IPAs don't emphasize yeast character, so I'd skip the kolsch. The Scottish ale sure is clean - if you can get good attenuation out of it, I might go with that.
 
IPAs don't emphasize yeast character, so I'd skip the kolsch. The Scottish ale sure is clean - if you can get good attenuation out of it, I might go with that.

I'm not sure what you mean by good attenuation.
 
A lot depends on the style IPA you want. A lot of American IPAs will use a neutral flavor American yeast which convert a high percentage of available sugars into alcohol which is the attenuation level. These yeast strains often are less critical to go to liquid over dry yeast.

The American style lets the hops and simple malts dominate the flavor. You can go high citrus or high bitter based on hop selection, water chemistry, etc
You can brew with a British or European yeast to augment yeast flavor some or improve malt flavor but be careful to not overkill the malt and esters too much. A lower attenuation will bring out the sweetness more and malt flavor.
 
+1 on adding a touch of honey malt to steep, I'm a huge fan

I actually just got my own pilsner lme IPA fermenting with Citra, Simcoe, and Sorachi.
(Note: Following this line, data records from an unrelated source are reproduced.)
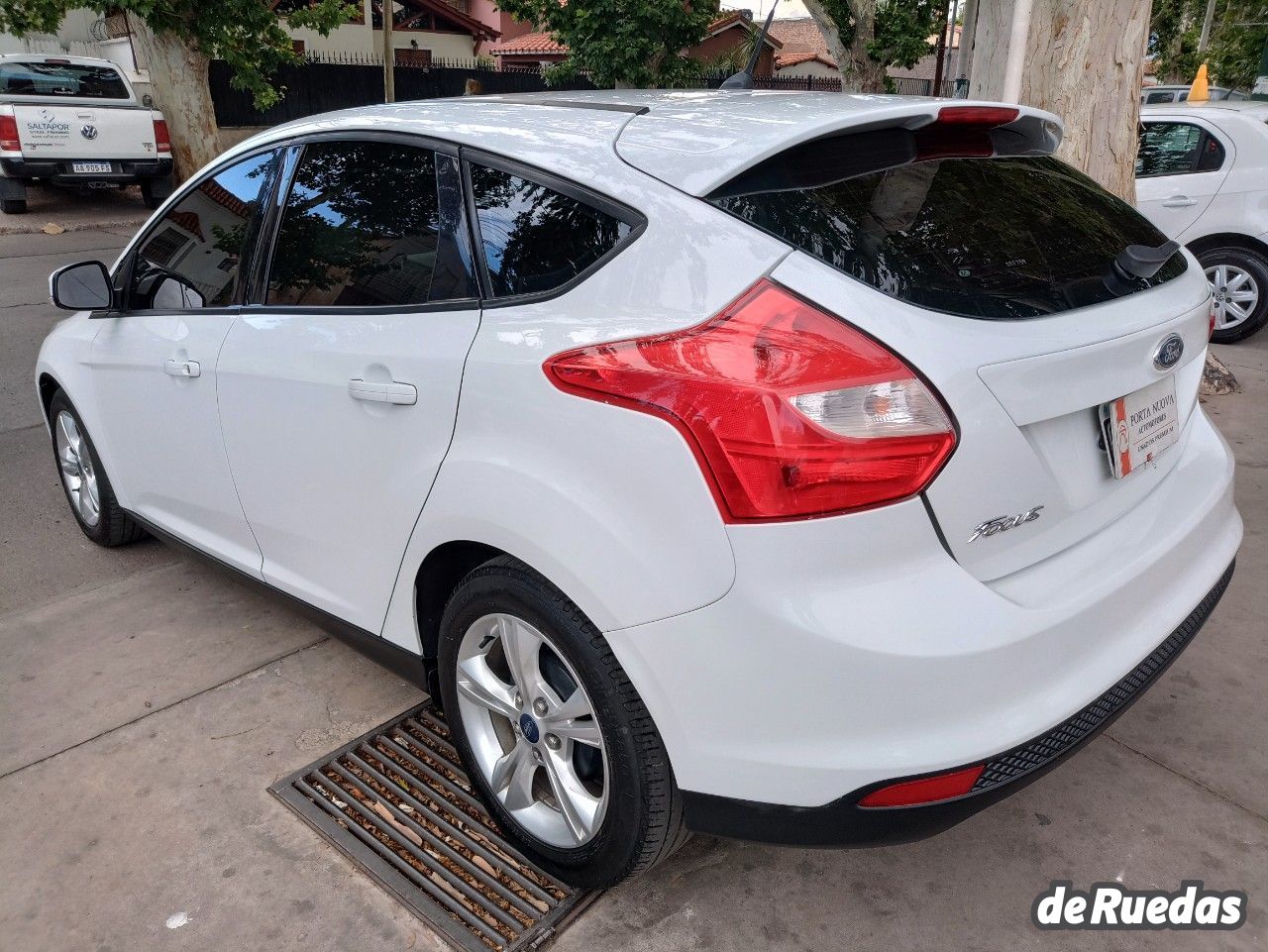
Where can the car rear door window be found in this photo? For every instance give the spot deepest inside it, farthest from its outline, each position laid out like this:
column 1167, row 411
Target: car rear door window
column 193, row 257
column 1177, row 149
column 999, row 239
column 535, row 239
column 370, row 225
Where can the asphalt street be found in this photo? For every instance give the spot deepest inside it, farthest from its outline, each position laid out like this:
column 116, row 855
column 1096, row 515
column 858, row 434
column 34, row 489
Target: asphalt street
column 146, row 703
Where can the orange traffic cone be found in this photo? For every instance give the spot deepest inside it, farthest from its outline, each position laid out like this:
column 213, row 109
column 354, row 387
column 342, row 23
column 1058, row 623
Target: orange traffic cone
column 1199, row 91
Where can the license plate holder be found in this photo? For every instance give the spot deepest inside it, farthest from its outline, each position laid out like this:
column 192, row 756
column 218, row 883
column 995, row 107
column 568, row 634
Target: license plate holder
column 1140, row 425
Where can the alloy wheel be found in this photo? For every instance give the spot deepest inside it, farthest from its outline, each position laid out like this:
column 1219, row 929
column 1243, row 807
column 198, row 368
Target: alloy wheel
column 531, row 729
column 1236, row 294
column 75, row 463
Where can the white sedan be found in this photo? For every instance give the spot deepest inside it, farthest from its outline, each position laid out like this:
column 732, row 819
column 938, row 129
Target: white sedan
column 1203, row 179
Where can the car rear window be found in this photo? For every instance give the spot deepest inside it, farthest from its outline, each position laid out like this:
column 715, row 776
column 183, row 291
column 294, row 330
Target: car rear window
column 45, row 78
column 997, row 239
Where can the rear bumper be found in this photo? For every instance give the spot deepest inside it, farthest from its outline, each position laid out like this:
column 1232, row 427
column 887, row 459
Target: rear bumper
column 855, row 652
column 843, row 823
column 59, row 172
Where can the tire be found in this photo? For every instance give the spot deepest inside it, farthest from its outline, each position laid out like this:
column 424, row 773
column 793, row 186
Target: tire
column 642, row 819
column 1241, row 262
column 112, row 526
column 153, row 195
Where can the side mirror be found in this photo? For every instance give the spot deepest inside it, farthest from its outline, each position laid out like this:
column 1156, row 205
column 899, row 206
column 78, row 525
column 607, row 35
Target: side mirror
column 82, row 286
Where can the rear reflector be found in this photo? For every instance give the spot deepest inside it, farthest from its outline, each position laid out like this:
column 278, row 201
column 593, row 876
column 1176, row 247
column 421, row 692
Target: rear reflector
column 9, row 141
column 162, row 139
column 792, row 413
column 927, row 790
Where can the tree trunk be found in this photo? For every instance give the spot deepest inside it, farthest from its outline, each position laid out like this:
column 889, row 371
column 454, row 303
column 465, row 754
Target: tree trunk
column 177, row 72
column 1085, row 61
column 859, row 71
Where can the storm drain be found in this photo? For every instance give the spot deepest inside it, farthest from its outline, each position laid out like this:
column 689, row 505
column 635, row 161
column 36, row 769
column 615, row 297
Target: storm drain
column 397, row 803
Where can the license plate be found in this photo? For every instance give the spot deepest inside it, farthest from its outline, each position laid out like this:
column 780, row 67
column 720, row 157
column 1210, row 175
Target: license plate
column 1140, row 425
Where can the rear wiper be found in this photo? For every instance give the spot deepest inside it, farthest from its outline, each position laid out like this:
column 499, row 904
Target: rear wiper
column 1136, row 263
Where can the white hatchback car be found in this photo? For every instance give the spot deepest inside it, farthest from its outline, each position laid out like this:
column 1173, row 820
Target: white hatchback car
column 802, row 468
column 1203, row 179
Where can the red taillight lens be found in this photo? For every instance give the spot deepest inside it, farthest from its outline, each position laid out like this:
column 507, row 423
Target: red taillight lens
column 961, row 132
column 927, row 790
column 791, row 412
column 9, row 141
column 162, row 139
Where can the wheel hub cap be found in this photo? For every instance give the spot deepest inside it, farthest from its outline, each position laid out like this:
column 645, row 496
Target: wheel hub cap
column 533, row 731
column 75, row 464
column 1235, row 293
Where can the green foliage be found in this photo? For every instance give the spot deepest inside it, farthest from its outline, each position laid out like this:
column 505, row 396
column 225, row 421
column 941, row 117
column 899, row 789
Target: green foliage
column 901, row 28
column 1237, row 36
column 629, row 42
column 245, row 33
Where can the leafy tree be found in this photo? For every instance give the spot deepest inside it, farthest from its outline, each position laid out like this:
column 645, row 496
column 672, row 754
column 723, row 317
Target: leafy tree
column 180, row 37
column 1237, row 36
column 866, row 37
column 620, row 42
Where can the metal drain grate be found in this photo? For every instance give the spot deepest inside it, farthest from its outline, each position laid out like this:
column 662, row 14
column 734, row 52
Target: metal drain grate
column 397, row 802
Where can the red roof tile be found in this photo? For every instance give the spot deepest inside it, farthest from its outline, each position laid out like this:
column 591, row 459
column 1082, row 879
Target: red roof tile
column 529, row 44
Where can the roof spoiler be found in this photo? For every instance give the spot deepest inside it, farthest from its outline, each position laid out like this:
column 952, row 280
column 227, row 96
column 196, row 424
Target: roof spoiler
column 969, row 131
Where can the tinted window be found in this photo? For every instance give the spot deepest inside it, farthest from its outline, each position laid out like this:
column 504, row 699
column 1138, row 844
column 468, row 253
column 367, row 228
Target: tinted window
column 366, row 226
column 1169, row 149
column 193, row 258
column 41, row 78
column 534, row 237
column 981, row 237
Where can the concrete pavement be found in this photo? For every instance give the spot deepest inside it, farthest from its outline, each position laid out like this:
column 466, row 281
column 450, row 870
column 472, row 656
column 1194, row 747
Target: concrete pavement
column 146, row 703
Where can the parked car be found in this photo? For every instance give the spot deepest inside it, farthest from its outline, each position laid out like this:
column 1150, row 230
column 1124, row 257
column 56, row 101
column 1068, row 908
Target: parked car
column 1151, row 95
column 808, row 468
column 75, row 122
column 1203, row 179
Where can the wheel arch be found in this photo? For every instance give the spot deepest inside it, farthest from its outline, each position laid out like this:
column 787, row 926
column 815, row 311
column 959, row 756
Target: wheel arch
column 1225, row 240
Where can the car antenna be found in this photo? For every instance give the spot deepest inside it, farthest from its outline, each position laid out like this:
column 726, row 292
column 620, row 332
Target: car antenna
column 745, row 77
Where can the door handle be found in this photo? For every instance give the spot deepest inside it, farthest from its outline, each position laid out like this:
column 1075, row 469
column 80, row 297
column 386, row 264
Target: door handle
column 182, row 368
column 403, row 394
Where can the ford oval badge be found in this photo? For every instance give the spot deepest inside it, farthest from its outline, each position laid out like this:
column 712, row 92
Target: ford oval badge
column 1169, row 352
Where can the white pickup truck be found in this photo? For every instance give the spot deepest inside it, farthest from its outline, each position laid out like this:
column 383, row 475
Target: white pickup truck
column 76, row 122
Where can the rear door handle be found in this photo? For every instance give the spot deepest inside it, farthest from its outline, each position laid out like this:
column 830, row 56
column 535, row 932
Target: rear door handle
column 182, row 368
column 403, row 394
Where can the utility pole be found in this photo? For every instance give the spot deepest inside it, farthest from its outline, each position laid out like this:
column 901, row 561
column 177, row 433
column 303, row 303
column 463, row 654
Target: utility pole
column 388, row 53
column 1206, row 27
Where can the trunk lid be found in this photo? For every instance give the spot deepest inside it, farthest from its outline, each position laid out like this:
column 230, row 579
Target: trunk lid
column 84, row 131
column 1024, row 395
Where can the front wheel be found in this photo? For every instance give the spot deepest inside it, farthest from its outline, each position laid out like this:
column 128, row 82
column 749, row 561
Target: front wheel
column 553, row 734
column 84, row 480
column 1239, row 281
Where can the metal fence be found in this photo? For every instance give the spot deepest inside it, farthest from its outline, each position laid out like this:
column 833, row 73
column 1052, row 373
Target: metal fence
column 344, row 81
column 327, row 81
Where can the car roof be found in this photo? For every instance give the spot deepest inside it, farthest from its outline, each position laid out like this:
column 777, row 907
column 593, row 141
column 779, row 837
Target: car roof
column 692, row 140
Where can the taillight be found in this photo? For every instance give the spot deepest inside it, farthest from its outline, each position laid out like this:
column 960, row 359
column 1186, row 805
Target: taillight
column 926, row 790
column 9, row 141
column 792, row 412
column 162, row 139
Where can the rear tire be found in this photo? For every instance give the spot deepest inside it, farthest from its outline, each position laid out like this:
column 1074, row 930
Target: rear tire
column 1250, row 268
column 84, row 480
column 642, row 815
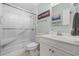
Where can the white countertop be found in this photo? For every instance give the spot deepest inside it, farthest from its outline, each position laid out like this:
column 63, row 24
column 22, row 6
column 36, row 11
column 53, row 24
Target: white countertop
column 67, row 39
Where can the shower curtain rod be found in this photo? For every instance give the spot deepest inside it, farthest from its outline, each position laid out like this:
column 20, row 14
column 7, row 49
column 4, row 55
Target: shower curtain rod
column 18, row 8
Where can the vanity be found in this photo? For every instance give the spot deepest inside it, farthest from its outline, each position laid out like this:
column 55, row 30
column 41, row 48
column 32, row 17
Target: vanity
column 53, row 45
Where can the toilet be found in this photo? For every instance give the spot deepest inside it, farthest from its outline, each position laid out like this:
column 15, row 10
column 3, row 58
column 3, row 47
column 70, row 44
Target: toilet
column 31, row 48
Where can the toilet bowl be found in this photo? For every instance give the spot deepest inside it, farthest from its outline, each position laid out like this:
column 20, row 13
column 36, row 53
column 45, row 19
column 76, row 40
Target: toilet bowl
column 32, row 46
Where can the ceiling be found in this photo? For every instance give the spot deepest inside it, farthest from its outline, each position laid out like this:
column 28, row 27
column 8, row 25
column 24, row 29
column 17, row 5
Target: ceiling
column 28, row 6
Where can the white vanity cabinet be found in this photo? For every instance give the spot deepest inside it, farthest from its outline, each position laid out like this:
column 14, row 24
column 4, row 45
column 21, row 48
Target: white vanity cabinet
column 52, row 47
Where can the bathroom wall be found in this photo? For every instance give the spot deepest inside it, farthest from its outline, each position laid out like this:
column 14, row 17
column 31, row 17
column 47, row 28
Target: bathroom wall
column 14, row 18
column 16, row 27
column 43, row 25
column 59, row 26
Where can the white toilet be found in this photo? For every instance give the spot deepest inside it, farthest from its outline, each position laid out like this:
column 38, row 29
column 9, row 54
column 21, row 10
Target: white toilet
column 31, row 48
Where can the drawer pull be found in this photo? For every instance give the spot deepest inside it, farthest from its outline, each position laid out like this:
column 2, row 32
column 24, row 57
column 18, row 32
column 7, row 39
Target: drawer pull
column 53, row 51
column 49, row 49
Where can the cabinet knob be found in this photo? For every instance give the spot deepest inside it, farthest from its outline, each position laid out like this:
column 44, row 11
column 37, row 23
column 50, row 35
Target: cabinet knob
column 49, row 49
column 53, row 51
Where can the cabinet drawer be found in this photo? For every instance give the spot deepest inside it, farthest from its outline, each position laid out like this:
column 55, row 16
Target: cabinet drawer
column 47, row 50
column 69, row 48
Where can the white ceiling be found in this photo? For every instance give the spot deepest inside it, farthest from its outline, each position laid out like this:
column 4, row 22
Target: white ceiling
column 28, row 6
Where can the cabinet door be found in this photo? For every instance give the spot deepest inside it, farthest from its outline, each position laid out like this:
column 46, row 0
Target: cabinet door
column 47, row 50
column 44, row 50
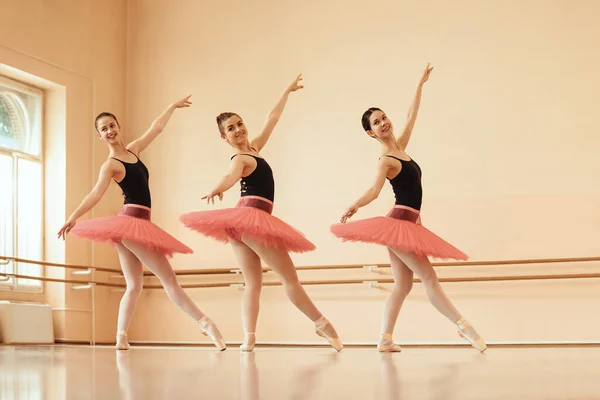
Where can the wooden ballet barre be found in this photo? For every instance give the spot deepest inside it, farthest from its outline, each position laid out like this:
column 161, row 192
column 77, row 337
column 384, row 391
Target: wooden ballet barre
column 226, row 271
column 39, row 278
column 229, row 271
column 382, row 281
column 49, row 264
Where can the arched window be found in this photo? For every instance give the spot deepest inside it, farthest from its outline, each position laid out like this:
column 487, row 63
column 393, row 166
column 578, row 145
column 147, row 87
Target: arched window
column 21, row 181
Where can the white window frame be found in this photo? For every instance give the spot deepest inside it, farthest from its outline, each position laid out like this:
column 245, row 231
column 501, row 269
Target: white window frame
column 11, row 284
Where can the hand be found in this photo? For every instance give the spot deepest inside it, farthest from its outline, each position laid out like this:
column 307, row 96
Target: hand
column 66, row 228
column 296, row 85
column 426, row 74
column 349, row 213
column 183, row 103
column 211, row 196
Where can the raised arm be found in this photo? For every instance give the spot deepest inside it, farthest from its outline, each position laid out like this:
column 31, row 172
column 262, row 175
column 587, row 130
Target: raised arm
column 235, row 174
column 372, row 193
column 404, row 138
column 138, row 145
column 259, row 142
column 107, row 171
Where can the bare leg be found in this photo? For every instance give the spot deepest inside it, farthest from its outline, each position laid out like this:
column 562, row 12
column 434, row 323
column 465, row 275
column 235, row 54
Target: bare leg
column 134, row 278
column 252, row 271
column 403, row 281
column 421, row 266
column 279, row 260
column 159, row 265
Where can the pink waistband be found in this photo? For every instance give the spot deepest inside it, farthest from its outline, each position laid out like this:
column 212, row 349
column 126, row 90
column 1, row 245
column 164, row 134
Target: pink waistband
column 136, row 211
column 256, row 202
column 404, row 213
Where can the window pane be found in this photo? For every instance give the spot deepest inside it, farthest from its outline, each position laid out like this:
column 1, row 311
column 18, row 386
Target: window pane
column 29, row 218
column 20, row 121
column 6, row 211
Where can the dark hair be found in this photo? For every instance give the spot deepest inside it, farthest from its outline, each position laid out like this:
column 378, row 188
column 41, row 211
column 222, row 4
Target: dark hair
column 365, row 119
column 102, row 115
column 222, row 118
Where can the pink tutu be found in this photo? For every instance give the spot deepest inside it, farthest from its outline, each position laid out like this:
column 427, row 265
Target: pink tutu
column 252, row 218
column 132, row 223
column 401, row 229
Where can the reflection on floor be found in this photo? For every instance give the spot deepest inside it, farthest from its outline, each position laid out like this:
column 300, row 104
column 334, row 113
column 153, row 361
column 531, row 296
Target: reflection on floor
column 78, row 372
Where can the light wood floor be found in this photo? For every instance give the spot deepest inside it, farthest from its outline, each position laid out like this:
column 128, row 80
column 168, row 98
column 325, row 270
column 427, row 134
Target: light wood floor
column 81, row 372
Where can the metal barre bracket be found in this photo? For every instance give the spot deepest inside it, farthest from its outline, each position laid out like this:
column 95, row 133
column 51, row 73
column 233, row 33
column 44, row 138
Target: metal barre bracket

But I bittered with Columbus and Northern Brewer. Smells fantastic in my closet.
 
The recipe that I ended up doing was:

Wyeast Scottish Ale

20 minute steep 1/2 lb carapils & 1/2 lb honey malt

9 pounds Pilsen Light LME
1/2 pound corn sugar

1.5 oz nugget 60 min
Whirfloc 15 min
1 oz mosaic 10 min
1 oz cascade 10 min
1 oz cascade flame out

2 oz cascade dry hop for 5 days after 2.5 weeks in primary

Do you think this will turn out good?
 
The recipe that I ended up doing was:

Wyeast Scottish Ale

20 minute steep 1/2 lb carapils & 1/2 lb honey malt

9 pounds Pilsen Light LME
1/2 pound corn sugar

1.5 oz nugget 60 min
Whirfloc 15 min
1 oz mosaic 10 min
1 oz cascade 10 min
1 oz cascade flame out

2 oz cascade dry hop for 5 days after 2.5 weeks in primary

Do you think this will turn out good?

I'm sure it'll be tasty, although that's an interesting choice for the yeast. I'm curious what your attenuation will end up being and where the gravity will finish out.
 
OG was around 1.062. Possibly because I couldn't get all of the malt out of the bags. Maybe I added too much water or just didn't read the hydrometer correctly.

I used that yeast because it was what I had in a jar. Supposed to be pretty clean. I will post the FG in a week or so.
 
Well this IPA turned out wonderful!

Ended with an FG of 1.014.

Kegged it not quite a week ago and it was nice and carbed up this weekend.

I must say that this is one of the best IPAs that I've had. Very grapefruity...not too bitter. The hops really shine through.

Did a dry hop in the keg using a fine mesh hop bag for 5 days with 2 oz of cascade.